Control of silver-polymer aggregation mechanism by primary particle spatial correlations in dynamic fractal-like geometry

TL;DR

This study investigates how the spatial correlations of primary silver nanoparticles within a fractal-like polymer matrix influence their aggregation mechanism and resulting nanostructure morphology, using in situ scattering measurements.

Contribution

It reveals the role of primary particle spatial correlations and dynamic fractal geometry in controlling silver nanoparticle aggregation mechanisms.

Findings

Signatures of nucleation, growth, and assembly of primary particles identified.

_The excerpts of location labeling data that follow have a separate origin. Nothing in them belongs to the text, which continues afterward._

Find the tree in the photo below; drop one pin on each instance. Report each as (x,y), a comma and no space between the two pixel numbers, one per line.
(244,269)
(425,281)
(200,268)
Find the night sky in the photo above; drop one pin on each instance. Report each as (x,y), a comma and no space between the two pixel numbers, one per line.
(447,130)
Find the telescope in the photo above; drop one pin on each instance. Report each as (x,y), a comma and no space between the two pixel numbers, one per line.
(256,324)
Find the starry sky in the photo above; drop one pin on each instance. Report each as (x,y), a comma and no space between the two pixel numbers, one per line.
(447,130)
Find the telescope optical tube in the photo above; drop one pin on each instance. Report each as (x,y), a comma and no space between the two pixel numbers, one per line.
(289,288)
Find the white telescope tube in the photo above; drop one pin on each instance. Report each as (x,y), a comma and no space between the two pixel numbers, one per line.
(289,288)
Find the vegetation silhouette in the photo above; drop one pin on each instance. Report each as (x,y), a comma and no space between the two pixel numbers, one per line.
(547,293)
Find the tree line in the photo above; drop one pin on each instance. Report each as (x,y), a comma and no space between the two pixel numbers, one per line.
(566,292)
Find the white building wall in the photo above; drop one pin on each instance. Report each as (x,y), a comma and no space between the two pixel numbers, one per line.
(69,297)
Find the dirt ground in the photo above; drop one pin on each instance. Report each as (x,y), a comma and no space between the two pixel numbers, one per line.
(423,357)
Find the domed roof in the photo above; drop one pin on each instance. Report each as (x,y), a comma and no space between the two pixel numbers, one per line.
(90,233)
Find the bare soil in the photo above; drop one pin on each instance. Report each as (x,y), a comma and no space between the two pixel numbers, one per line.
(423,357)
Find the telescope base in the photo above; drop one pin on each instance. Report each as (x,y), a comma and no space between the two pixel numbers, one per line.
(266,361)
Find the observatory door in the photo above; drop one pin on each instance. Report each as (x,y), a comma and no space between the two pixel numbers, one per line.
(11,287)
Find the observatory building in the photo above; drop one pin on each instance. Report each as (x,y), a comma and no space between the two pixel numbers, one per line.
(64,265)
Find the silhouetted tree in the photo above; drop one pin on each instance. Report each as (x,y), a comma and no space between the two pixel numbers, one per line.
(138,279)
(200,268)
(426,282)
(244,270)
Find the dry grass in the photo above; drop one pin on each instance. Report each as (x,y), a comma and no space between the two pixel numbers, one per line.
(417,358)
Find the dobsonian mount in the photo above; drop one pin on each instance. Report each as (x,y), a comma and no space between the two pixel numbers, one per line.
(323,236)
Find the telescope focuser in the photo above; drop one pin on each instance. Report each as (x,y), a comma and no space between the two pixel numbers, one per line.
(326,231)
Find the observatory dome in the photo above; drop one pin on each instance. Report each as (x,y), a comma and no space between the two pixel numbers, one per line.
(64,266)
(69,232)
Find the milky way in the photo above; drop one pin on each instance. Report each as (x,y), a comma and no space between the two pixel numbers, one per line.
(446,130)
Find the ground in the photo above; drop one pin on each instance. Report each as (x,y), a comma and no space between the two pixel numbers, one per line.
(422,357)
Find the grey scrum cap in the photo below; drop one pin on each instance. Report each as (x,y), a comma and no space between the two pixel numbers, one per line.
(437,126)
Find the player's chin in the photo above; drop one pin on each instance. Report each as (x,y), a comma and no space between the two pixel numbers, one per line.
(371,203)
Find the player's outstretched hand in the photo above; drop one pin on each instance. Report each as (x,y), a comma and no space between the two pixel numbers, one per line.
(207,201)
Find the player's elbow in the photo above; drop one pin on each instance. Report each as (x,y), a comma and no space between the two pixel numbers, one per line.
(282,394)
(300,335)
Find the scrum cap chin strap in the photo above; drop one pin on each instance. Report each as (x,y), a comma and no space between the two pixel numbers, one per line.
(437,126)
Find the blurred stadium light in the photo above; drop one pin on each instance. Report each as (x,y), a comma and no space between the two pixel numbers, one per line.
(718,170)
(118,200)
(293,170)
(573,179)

Reaction temperature influences crystalline morphology.

Spatial correlations affect aggregation and nanostructure formation.

Abstract

Silver nanocrystals have been prepared by reacting silver nitrate with ascorbic acid in aqueous solution containing a low concentration of a commercial polynaphtalene sulphonate polymer (Daxad 19). Various crystalline morphologies have been obtained simply by tuning the reaction temperature. We have investigated the nanoparticle formation mechanism at three different temperatures by in situ and time resolved Small Angle X ray Scattering measurements. By modeling the scattering intensity with interacting spherical particles in a fractal-like polymer-Ag matrix, we found signatures of nucleation, growth and assembly of primary particles of about 15-20 nm. We observed how the time evolution of both spatial correlations between primary particles and the dynamic fractal geometry of the polymer-Ag matrix could influence and determine both the aggregation mechanism and the morphology of forming nanostructures in solution.